The script shifts into a chronicle of ritual experimentation. Here, the language grows more fevered and coded, mentioning names, dates, and locations; most notable are references to "Saint Mavra's Line," "the bell cadence," and "two markers." There are recipes for potions and powders involving rare herbs, minerals, and crystallized life-force.
- Notable entries:
- A Chronicle of Bindings: spells and rites to siphon vitality, twist the forms of living beings, and command their life force. They range from simple bloodletting techniques to grand, horrific rituals involving willing and unwilling subjects.
- A Bestiary of Blood Constructs: Instructions for creating temporary servitors out of blood. They range in complexity from simple blood-golems to more sophisticated entities animated by stolen life essence. Most require a steady supply of fresh blood to maintain.
- Weave Patterns: A complex mapping of Eldoria's weave of magic, focusing on points where life force is concentrated or corrupted. These depict the leylines or magical currents that flow through the land. The maps denote known locations with celestial or terrestrial power.
- Forbidden Arts: forbidden knowledge of blood magic. Methods of how to control a body like a puppet through blood.
The last entry ends abruptly with a frantic scrawl. The final words—"they come for the cadence; protect the line"—are underlined thrice in a darker ink and then smeared with what looks like a desperate attempt to erase them. The page is torn, and the ink has bled—a clear sign of urgency and interruption.
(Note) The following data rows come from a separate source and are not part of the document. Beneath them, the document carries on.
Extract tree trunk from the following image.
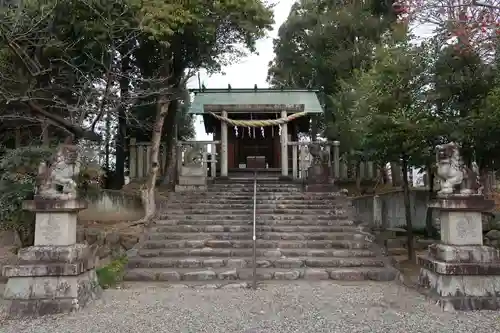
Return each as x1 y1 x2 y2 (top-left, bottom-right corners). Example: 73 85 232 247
391 162 403 187
401 156 414 261
141 96 170 221
162 100 179 185
425 165 437 238
115 50 131 189
355 161 361 193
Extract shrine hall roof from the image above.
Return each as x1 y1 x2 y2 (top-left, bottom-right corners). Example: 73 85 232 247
188 88 323 114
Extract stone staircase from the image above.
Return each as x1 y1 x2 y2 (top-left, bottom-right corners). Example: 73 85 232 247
125 179 396 283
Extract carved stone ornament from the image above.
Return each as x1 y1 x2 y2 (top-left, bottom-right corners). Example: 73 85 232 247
184 143 203 166
37 144 80 200
436 142 482 195
309 143 329 165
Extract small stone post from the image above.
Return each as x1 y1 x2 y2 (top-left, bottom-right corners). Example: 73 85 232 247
281 111 288 178
3 143 101 317
333 141 340 179
220 111 228 177
418 143 500 311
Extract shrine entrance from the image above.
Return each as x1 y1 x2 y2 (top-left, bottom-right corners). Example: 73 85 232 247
189 87 322 177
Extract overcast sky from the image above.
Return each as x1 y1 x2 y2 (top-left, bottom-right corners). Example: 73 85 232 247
188 0 430 140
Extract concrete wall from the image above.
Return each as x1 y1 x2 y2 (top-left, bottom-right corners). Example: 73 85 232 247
352 189 436 229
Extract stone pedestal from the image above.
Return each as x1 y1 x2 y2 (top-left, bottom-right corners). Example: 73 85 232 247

The binding has been carefully unstiched. The grimoire is not complete; someone removed vital sections, perhaps to hide dangerous secrets or to prevent the knowledge from falling into the wrong hands.
The Hemalcodex offers a dark, alluring path. But as I turn the last page, I understand: blood magic, like a blade, cuts both ways. Its power is undeniable, but it demands a price. The grimoire is a chronicle of that price—the cost of life, sanity, and the soul itself.
I lift the thumb-sized shard of crystalline ore from the iron box. It hums faintly, warm against your palm, like a heartbeat caught in stone.
I hover my palm an inch above the crystalline shard, letting the faint crimson bead of Blood Spark paint the chamber in bruised light. The air between skin and stone feels charged, like a held note before a choir begins; the shard hums under that silence, a tiny caged thunder that answers when I press my Lifeblood Sense outward.
My Weave probe slides along its facets like a careful fingertip. The image that comes is precise, cold, and stubbornly logical — the shard is not mere mineral but a lattice of condensed vitae, its inner geometry keyed to the same living currents that run through blood and bone.
The shard is a lived crystal — a crystallized concentrate of life essence. Its matrix is composed of woven vitae and mineral, formed where raw blood-rituals met a vein of strange, conductive ore beneath the earth. It smells faintly of iron and old rain. I sense an origin point in the marshlands of Eldoria, where ley-threads run close to the surface and the earth drinks easily of spilled life. The shard's outer surface bears microscopic striations that match the glyph patterns in the grimoire: someone bound blood to stone here, shaping a battery for life-magic.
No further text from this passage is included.